# Which one for March?



## Learn To Fly (May 15, 2010)

I have two pictures of Mister Intelligent I liked, and I don't know which one I should use. Which one do you like? ^Vote 
Sorry 'bout the water marks on the glass :/


----------



## Bettaluver4evr (Jan 21, 2011)

I love them both, but the second one is adorable and hysterical! Looks like he's having a blonde fishy moment.


----------



## Cravenne (Dec 20, 2010)

Definitely number 2!!


----------



## BettasAreBomb (Feb 14, 2011)

#2 for sure


----------



## Learn To Fly (May 15, 2010)

Thanks for the input guys! Guess it'll be number two. The first one is funny because it's like he's having a "what the heck is _this_?" moment, but I definitely like the pose on the second better.
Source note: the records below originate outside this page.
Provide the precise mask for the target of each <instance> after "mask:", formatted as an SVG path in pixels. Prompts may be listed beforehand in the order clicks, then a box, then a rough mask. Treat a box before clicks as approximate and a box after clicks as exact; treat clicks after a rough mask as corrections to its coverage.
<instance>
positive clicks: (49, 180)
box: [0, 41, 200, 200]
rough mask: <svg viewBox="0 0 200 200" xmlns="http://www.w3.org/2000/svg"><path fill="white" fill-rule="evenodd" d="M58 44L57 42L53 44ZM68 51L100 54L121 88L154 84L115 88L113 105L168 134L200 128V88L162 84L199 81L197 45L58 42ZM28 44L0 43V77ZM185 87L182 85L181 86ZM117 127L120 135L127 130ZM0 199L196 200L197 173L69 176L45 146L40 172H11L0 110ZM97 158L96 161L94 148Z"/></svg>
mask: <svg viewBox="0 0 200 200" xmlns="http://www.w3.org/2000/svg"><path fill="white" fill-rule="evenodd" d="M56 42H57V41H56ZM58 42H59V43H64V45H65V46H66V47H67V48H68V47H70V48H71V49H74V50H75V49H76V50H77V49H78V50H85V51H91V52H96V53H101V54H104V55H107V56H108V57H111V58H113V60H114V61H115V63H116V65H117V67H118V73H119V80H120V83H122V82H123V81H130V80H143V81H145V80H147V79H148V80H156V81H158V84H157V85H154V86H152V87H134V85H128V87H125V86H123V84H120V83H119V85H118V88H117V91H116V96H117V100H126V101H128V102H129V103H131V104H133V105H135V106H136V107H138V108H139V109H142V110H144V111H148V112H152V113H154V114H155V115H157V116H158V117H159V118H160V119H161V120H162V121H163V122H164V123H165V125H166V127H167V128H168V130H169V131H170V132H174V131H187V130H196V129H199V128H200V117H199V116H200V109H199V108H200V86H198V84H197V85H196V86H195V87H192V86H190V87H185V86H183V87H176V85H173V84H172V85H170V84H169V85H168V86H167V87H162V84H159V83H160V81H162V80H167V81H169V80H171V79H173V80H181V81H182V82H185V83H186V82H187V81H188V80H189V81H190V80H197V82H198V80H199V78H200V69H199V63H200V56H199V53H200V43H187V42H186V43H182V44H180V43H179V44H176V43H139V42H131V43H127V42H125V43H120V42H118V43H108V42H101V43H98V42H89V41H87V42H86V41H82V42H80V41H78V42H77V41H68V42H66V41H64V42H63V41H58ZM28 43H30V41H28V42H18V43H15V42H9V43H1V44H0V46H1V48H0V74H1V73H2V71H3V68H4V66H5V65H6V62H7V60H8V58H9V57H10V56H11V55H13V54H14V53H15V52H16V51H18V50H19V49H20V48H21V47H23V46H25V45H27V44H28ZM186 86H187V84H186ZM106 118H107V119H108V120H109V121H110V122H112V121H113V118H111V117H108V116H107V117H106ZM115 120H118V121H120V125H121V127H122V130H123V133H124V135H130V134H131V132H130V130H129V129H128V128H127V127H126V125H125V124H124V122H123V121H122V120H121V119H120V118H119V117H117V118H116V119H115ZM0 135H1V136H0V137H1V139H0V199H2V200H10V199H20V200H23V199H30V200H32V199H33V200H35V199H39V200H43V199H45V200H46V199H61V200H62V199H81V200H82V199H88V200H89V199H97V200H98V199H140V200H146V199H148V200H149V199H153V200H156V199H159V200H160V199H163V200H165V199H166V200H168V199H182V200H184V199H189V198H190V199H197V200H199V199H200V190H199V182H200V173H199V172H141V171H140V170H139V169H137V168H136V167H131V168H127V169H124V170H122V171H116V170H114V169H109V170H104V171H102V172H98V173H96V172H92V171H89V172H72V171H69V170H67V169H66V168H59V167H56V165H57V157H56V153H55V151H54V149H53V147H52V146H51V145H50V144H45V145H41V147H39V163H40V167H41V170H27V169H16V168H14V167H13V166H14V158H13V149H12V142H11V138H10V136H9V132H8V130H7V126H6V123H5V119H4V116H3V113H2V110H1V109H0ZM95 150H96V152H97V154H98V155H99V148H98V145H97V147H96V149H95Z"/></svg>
I just wish I didn't have those stupid water spots on the glass :/


----------



## BettasAreBomb (Feb 14, 2011)

Naw thats fine is he a veiltail or a deltatail?


----------



## Learn To Fly (May 15, 2010)

He's a VT, but the end of his tail is sort of square (not "desirable" by VT standards).


----------



## hodgepodgen (Feb 25, 2011)

#2 is a much more interesting perspective.


----------